I took the opportunity to pray for my good health, good life, my family, my parents, friends and other cancer sufferers.

The tawaf, amazingly was not that tiring. Fortunately, there were not too many people. Probably because it was just the first week of Ramadan. I managed to touch the Hijir Ismail and kept on praying until we completed the seven rounds of tawaf. Then, we were set for the saie where we have to walk or brisk walk to and from Safa and Marwah 7 times. This is to emulate what Siti Hajar did looking for water when her son the Prophet Ismail was crying of thirst at Marwah.

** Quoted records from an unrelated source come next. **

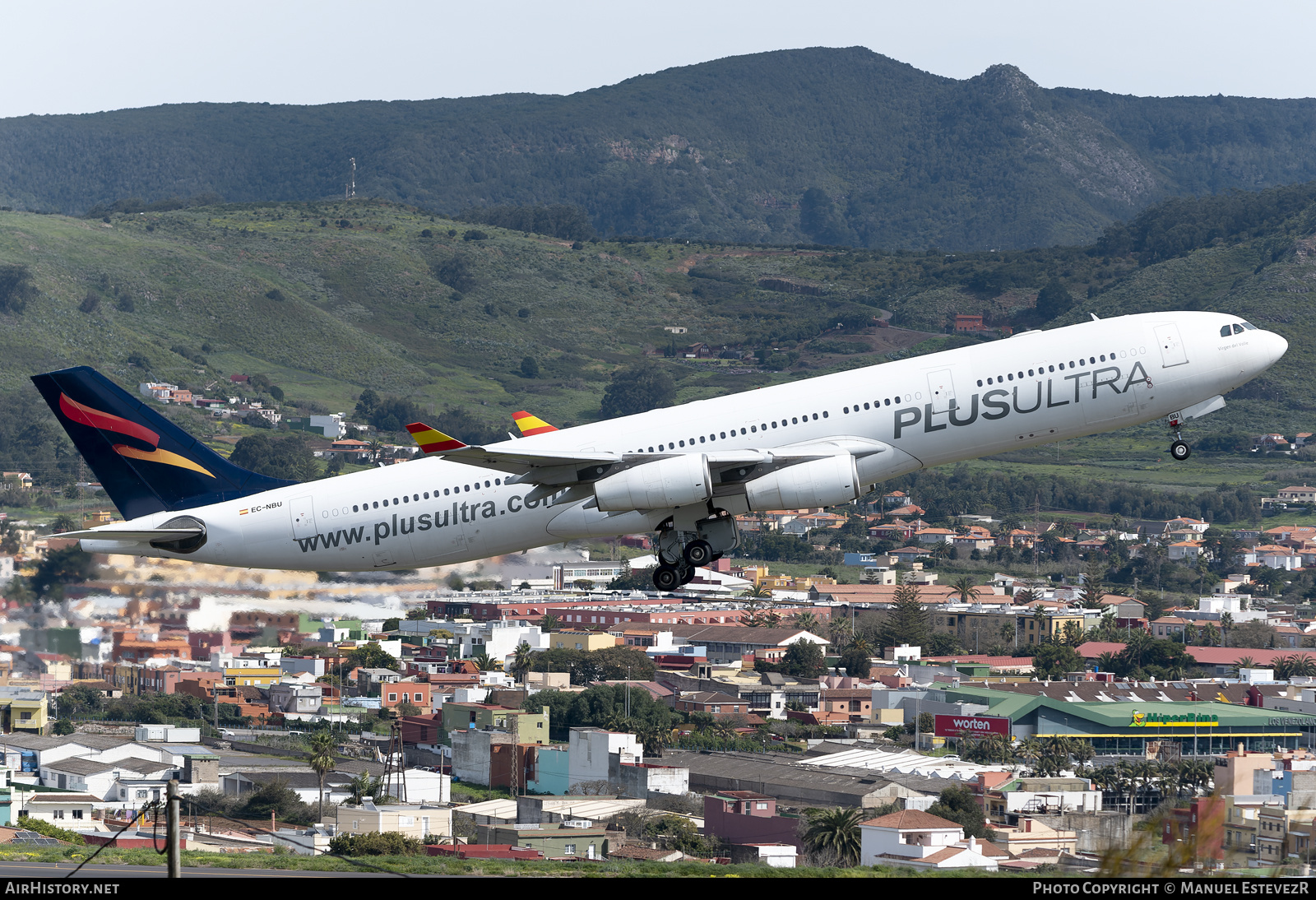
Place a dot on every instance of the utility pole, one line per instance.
(515, 775)
(173, 808)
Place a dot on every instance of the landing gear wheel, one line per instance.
(699, 553)
(668, 578)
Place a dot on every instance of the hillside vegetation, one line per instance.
(837, 146)
(467, 325)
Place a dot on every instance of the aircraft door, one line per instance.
(303, 516)
(941, 390)
(1173, 353)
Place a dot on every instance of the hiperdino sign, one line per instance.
(1182, 720)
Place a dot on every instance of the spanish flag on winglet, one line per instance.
(531, 424)
(432, 440)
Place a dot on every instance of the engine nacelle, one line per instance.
(661, 485)
(819, 483)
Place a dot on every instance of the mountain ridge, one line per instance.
(723, 151)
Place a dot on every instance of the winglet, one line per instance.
(531, 424)
(432, 440)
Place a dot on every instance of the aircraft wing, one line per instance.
(137, 536)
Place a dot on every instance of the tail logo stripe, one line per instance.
(161, 457)
(96, 419)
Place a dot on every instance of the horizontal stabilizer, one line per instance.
(531, 424)
(431, 440)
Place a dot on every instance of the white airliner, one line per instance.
(684, 471)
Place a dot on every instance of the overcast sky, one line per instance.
(86, 57)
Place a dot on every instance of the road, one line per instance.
(19, 870)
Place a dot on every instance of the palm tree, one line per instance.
(836, 831)
(322, 761)
(965, 588)
(521, 661)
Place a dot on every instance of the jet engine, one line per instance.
(818, 483)
(661, 485)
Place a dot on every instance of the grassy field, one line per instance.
(386, 866)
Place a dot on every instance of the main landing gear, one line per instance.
(681, 553)
(1179, 450)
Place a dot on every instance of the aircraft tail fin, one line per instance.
(145, 462)
(431, 440)
(531, 424)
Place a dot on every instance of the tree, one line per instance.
(322, 762)
(807, 621)
(804, 660)
(855, 662)
(965, 588)
(59, 568)
(637, 388)
(370, 656)
(16, 289)
(960, 805)
(1053, 300)
(835, 832)
(906, 621)
(1053, 661)
(287, 458)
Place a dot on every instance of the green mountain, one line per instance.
(836, 146)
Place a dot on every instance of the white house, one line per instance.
(589, 752)
(72, 811)
(920, 840)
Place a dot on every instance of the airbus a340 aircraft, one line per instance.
(683, 471)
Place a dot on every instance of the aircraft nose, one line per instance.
(1276, 346)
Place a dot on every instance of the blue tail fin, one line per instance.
(145, 462)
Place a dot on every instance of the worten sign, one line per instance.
(971, 726)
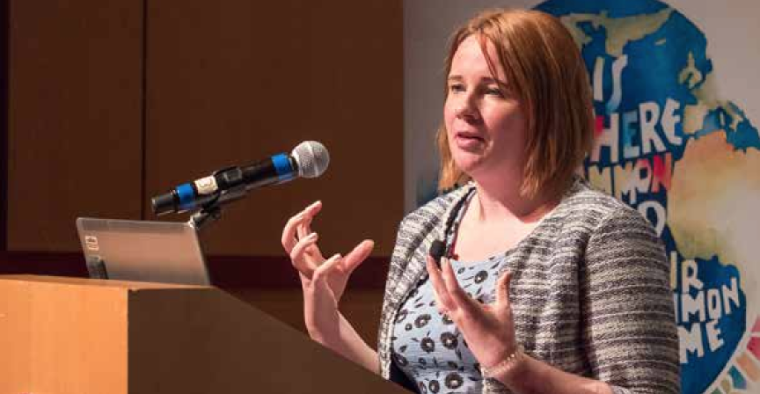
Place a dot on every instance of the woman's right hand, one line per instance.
(323, 280)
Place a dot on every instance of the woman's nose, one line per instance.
(466, 110)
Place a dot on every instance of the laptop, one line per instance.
(146, 251)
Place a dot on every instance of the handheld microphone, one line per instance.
(309, 160)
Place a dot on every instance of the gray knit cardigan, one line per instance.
(590, 290)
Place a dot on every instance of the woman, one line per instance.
(546, 286)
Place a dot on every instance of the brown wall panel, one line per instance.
(232, 81)
(74, 127)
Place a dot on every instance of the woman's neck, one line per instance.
(501, 200)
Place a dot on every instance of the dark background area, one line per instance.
(108, 104)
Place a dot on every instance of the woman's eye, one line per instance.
(456, 87)
(494, 92)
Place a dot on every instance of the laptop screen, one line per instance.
(138, 250)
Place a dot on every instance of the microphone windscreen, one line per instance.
(312, 158)
(437, 250)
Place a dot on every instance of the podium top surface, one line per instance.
(129, 285)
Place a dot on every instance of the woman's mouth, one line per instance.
(468, 141)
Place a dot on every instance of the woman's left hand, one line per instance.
(488, 329)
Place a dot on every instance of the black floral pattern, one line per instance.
(435, 355)
(428, 345)
(434, 386)
(422, 320)
(449, 340)
(454, 380)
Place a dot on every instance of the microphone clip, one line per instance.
(211, 211)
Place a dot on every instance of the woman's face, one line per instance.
(484, 120)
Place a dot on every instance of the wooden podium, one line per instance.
(81, 336)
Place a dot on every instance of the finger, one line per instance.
(460, 298)
(357, 256)
(288, 239)
(442, 297)
(304, 226)
(502, 288)
(322, 272)
(297, 255)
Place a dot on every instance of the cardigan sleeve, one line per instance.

I felt so weak and tired after the 4th trip and thought that I would pass out. I prayed to Allah to give me the strength to complete the saie. At the same time, I was thinking of Siti Hajar running to and from the Safa and Marwah under the hot sun, barefoot on the dessert gravel and sand. That thought really kept me going and finally I managed to complete the saie.

On the next day, I went to do another round of tawaf and saie. Managed to perform the terrawih prayers in Masjidil Haram. Alhamdulillah. However, that night I was hit with a severe waves of diarrhea and nausea. I had very bad stomach ache. The next morning I started throwing up and I could not fast. By afternoon, I started throwing up tea-like liquid. It could be blood from my stomach. Then, I could not stand it anymore and requested to be taken to the hospital.

I was worried that my cancer might have attacked my stomach. At the hospital, the doctor did a blood test and infused 2 pints of saline. Alhamdulillah the test came back ok. My blood was alright. The doctor suspected that I've got a very mild ulcer. Probably due to the long hours I went without food on the long journey. He prescribed some medication and I've been alright since then. And everything was just smoothsailing after that.